In Issue 15 of Rue Morgue, Wes Johnson commented, "Art in these books is standard for the industry; that is it ranges from way good to not bad. The layout is nice, and seems to be meant to evoke Web surfing. The writing is very strong; it managed to capture my interest." Johnson concluded, "The idea of super-powered serial killers, or stalkers, or pro-wrestlers can be pretty cool. Mix and match demons and vampires or ghosts with what you are given and it could be pretty entertaining. I think this game is worth a look, if nothing else."

In Issue 49 of the French games magazine Backstab, Geoffrey Picard reviewed the d20 version released in 2004 and commented, "The great advantage of this superhero game is that it presents a credible context.

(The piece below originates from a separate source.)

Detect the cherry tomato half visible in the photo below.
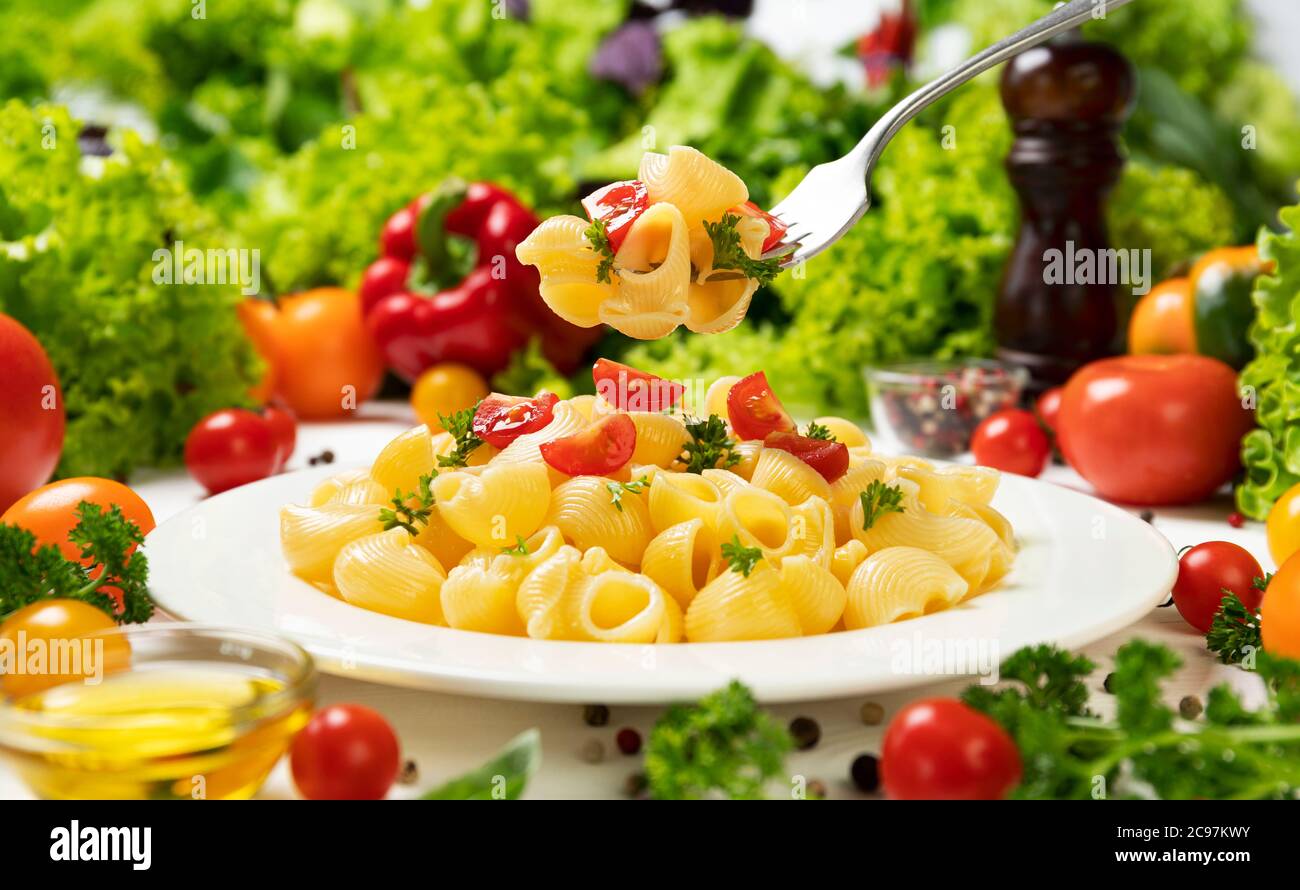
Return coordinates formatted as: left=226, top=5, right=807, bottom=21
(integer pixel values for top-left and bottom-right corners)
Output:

The star system and media manipulation allow for all sorts of scenarios. The most dangerous plots can be led by normal politicians. The novas, whether they serve the police or join terrorist organizations, are not caricatures." Picard also pointed out that the storylines and settings in the supplements published for the first edition would still be usable with this edition.